Introduction
The task of finding the minimum change path between Wolfram Language expressions is very similar to the tree-to-tree correction problem, with an algorithm for the most general case developed by K-C Tai in 1979, and later subject to various optimisations by K.Zhang and D.Shahsa in 1989 and E.D. Demaine et al. in 2009. This problem considers rooted, ordered and labelled trees and the minimum number of edit operations we must perform to transform between them. The edit operations are limited to replacements, deletions and insertions. Using the tree form of Wolfram Language expressions as an analogue to rooted, ordered and labelled trees, we define the notion of distance between Wolfram Language expressions and implement a way to search for and perform the sequence of minimum changes from one expression to another, based on Tai's approach.
Example Expressions
We will use these example expressions in the following considerations:
expr1 = a[b[c[d]], e[f[g, h]], i, j]; expr2 = r[s[t[u, v], w, x], y[z]]; expr3 = a[b[c, d], e]; expr4 = x[y[z]]
Ordering
First one needs a way to obtain the parts of an expression in a particular order. The order chosen is given by the preorder traversal of trees, since this will prove to be a rather natural input for functions defined later.
preorder[expr1, "Labels" -> True]
The "Labels" option is False by default, naturally yielding an output that contains only the positions of the parts of the expression.
Ancestry
The notion of node ancestry will be important to define for expressions. Luckily we need only consider ancestry in terms of descendants, which is far easier to implement.
Descendants
Keeping the visual conventions of tree representation in mind, the descendants of a node are simply the other nodes in the tree that can be connected by a path that only travels down from the source node. One need not define a function to find descendants, all one needs is a function that can confirm if one position could possibly be the descendant of another. For example, the node at some position {1, 0} might have descendants whose positions begin with a 1, but the node at position {2, 1} cannot possibly be a descendant.
Edit Operations
For the most part, the built-in edit operations Delete, Insert and ReplacePart suit the needs of this problem. However Insert has been altered slightly to insertElement so that expressions that will be heads in the future are inserted with appended empty brackets. The following is a demonstration of this functionality.
ClearAll[temp]; temp = expr1; TreeForm[temp = insertElement[temp, newHead, {1, 0}], AspectRatio->0.5]
TreeForm[insertElement[temp, arg, {1, 1}], AspectRatio -> 0.5]
Generating Mappings
Mapping Validity
In defining a function to obtain valid mappings from one expression to another, one must keep in mind the criteria for mapping validity:
- Mappings must be one-to-one
- Mappings must preserve the ordering of nodes
- Mappings must preserve the ancestry of nodes
The form chosen to represent mappings is an association, with keys being source positions, pointing to values which are target positions.

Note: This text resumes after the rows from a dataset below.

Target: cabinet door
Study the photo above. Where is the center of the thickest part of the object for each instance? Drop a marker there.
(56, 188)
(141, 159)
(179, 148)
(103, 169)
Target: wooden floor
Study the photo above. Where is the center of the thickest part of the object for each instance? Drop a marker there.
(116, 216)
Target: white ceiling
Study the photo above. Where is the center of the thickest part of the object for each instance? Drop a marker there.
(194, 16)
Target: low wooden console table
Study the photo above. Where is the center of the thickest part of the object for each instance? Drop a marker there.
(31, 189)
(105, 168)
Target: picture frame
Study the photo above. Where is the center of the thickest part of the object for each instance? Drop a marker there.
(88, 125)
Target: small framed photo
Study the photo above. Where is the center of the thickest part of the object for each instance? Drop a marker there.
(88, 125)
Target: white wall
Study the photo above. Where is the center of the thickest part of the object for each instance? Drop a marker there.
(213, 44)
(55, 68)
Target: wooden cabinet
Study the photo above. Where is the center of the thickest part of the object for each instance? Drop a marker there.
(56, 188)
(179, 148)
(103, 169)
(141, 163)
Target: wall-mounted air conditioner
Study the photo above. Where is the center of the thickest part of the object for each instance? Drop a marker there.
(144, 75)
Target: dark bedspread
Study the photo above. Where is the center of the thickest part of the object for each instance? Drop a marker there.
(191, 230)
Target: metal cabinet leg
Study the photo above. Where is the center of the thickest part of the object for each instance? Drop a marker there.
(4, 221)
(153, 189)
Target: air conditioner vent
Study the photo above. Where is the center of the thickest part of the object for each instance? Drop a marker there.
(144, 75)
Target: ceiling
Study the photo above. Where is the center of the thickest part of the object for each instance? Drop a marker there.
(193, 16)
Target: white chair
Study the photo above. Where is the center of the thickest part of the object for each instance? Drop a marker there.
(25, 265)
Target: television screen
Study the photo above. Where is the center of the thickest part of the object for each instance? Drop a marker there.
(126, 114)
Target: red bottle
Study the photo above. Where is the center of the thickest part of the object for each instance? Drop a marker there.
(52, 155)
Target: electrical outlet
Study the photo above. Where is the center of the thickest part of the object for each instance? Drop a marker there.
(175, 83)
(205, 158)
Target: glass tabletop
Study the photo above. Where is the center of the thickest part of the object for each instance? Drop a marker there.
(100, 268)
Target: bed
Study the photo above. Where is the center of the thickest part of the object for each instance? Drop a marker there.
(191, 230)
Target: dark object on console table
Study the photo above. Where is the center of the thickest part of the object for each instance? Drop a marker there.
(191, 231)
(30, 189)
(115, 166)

validMappings = mappings[expr3, expr4]
The way to read a mapping is simple: the keys are positions in the source expression and the values positions in the target expression. The presence of a key/value pair indicates a replacement operation, the absence of a source position from the keys indicates a deletion and the absence of a target position indicates an insertion.
Mapping Length
Let the mapping length equal the number of operations implied by a mapping. For example, the mapping that only indicates replacing the root of expr3 with that of expr4 has a length of 7, since after the replacement, we delete the remaining arguments of the expression's head, then insert the node y followed by the node z.
Optimal Mappings
The symbolic edit distance is simply the least number of edits one must perform on one expression to turn it into another. From the definition of mapping length, it follows that the symbolic edit distance is simply the mapping length of the most optimal mapping. For expr3 and expr4 the symbolic edit distance is 4, and that is achieved by all of the valid mappings above, apart from the first one.
Change Paths
From Mappings to Change Paths
Generating a change path is as simple as first replacing the labels of source nodes, whose positions are the keys of the mapping, with their respective target nodes, whose positions are the values of the keys, then deleting the source nodes whose positions are not keys in the mapping and finally by inserting target nodes whose positions are not values in the mapping.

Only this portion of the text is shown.